Don’t miss: Seafood doesn’t get any fresher than Harbor Fish Market, a New England institution from the late 19’s.pearl century.

Los Angeles, California

Los Angeles’ food scene is as vast and sprawling as the city itself. There’s a whole world to explore beyond fast food favorites like the beloved In-N-Out Burger and the countless and always great taco trucks in cities.

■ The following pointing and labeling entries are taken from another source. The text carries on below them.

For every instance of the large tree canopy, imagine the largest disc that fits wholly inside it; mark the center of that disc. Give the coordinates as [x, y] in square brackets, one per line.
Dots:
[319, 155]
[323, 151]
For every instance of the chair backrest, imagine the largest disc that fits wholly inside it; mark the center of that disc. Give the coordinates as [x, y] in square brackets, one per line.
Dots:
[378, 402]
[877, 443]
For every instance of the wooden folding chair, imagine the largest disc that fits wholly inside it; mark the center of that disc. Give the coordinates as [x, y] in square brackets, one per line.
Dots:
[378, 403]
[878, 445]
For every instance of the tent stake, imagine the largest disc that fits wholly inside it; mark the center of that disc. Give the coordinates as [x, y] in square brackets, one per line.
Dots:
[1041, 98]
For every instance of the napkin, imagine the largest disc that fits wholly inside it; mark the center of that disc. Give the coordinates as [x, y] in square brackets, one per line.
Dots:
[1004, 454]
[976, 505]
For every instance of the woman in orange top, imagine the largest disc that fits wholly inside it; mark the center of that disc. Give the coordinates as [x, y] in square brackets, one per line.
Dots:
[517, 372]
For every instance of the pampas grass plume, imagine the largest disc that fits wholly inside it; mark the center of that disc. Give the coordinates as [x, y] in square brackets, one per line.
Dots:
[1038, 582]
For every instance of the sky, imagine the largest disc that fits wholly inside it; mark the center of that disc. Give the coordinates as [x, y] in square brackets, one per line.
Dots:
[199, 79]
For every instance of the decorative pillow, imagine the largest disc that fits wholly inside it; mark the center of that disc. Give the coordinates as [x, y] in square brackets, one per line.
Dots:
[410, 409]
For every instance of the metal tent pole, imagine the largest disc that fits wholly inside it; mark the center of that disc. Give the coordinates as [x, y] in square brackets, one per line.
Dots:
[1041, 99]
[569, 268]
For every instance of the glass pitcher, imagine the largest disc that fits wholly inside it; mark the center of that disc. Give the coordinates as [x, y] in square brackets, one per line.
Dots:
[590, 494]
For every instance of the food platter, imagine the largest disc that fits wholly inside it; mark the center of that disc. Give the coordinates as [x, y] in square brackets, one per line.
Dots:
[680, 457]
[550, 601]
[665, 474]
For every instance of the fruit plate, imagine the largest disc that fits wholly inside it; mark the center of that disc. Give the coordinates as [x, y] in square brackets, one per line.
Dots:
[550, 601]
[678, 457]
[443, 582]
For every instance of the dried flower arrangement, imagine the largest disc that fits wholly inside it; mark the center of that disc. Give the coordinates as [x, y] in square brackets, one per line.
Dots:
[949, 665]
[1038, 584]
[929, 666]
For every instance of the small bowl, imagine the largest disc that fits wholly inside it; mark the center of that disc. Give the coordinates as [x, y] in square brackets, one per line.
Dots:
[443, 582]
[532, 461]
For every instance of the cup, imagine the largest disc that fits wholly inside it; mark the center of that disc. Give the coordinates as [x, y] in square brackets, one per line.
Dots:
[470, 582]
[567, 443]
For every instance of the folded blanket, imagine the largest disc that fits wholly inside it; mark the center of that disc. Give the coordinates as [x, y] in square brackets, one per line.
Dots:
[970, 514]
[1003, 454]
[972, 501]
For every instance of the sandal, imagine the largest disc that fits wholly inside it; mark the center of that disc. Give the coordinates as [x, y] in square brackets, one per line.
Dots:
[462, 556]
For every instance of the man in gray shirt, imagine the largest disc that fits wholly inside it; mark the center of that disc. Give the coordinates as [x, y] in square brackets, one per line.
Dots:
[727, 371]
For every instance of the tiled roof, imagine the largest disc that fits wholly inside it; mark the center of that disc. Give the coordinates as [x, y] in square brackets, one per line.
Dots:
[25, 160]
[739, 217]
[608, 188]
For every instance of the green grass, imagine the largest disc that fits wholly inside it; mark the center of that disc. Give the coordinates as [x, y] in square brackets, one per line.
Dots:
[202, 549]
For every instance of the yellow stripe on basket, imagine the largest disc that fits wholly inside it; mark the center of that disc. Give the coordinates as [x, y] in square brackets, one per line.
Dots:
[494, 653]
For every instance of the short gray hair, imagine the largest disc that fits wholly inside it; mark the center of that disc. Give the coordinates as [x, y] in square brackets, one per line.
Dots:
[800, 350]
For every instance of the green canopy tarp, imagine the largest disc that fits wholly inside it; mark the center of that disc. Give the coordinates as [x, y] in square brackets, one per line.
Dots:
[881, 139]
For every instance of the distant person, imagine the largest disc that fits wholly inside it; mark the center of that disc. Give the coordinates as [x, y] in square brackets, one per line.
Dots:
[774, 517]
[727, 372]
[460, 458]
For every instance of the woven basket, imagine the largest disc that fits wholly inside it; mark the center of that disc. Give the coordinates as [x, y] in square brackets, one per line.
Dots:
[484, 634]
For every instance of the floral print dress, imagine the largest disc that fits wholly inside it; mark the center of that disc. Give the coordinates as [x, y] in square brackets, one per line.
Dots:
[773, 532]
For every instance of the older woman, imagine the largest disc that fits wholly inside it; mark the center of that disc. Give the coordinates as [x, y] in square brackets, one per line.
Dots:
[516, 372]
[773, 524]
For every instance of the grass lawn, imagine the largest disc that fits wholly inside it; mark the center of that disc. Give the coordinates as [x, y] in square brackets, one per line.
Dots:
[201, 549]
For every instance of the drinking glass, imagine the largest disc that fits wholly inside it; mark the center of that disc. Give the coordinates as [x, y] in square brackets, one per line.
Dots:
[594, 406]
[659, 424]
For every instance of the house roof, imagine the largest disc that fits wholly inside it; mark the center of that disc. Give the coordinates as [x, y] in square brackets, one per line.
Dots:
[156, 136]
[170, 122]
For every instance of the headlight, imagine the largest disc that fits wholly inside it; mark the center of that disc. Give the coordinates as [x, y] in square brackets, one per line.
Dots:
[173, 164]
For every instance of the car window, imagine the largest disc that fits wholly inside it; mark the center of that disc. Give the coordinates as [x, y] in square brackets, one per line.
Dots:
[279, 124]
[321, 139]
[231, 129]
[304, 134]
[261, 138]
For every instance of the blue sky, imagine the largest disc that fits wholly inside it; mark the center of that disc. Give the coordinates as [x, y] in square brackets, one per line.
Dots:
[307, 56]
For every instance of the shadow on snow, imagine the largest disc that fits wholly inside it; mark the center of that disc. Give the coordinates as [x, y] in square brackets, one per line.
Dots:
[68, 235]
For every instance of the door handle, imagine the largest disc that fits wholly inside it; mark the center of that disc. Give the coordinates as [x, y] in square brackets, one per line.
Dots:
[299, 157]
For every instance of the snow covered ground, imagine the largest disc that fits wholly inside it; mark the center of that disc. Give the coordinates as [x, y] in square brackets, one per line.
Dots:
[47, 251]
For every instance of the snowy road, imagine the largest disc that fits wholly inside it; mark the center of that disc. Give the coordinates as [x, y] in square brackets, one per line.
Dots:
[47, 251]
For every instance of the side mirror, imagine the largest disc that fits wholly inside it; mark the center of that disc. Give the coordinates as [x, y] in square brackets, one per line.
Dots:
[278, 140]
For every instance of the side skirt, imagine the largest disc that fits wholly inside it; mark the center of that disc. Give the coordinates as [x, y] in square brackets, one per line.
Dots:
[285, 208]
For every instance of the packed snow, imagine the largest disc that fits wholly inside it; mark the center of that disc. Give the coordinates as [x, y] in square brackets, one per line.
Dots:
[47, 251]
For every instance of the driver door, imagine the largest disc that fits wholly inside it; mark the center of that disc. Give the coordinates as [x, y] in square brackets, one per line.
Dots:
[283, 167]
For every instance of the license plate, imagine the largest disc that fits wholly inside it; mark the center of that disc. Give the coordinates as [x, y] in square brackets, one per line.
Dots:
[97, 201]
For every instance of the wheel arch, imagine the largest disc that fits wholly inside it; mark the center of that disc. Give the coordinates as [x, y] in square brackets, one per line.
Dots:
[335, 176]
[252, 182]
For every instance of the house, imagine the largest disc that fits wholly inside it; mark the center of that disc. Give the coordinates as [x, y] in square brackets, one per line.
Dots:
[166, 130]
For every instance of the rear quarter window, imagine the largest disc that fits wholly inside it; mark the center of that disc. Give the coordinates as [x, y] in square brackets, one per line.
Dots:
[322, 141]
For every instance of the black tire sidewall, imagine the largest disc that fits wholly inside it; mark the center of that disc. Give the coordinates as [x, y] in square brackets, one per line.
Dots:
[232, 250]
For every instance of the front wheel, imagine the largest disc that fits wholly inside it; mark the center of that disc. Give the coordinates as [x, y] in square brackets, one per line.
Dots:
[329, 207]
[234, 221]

It’s hard to beat Koreatown’s all-you-can-eat restaurants like Jjukku Jjukku BBQ, while Jitlada is a simple strip mall that promises and serves the most spicy Thai food in town. There are few better cities in the world to be vegetarian as well. Celebrity favorite Crossroads Kitchen serves up a surprising spaghetti carbonara, sunny side up, topped with a vegan egg. The exact recipe is a tightly guarded secret, but the perfectly runny yoke is said to be made from yellow tomatoes. You have to beat it to believe it.

Don’t miss: Downtown’s Grand Central Market dates from 1917 and today houses dozens of stalls serving cuisines from around the city and the world. The perfect one-stop destination to get your head and mouth full of Los Angeles’ astonishing culinary diversity.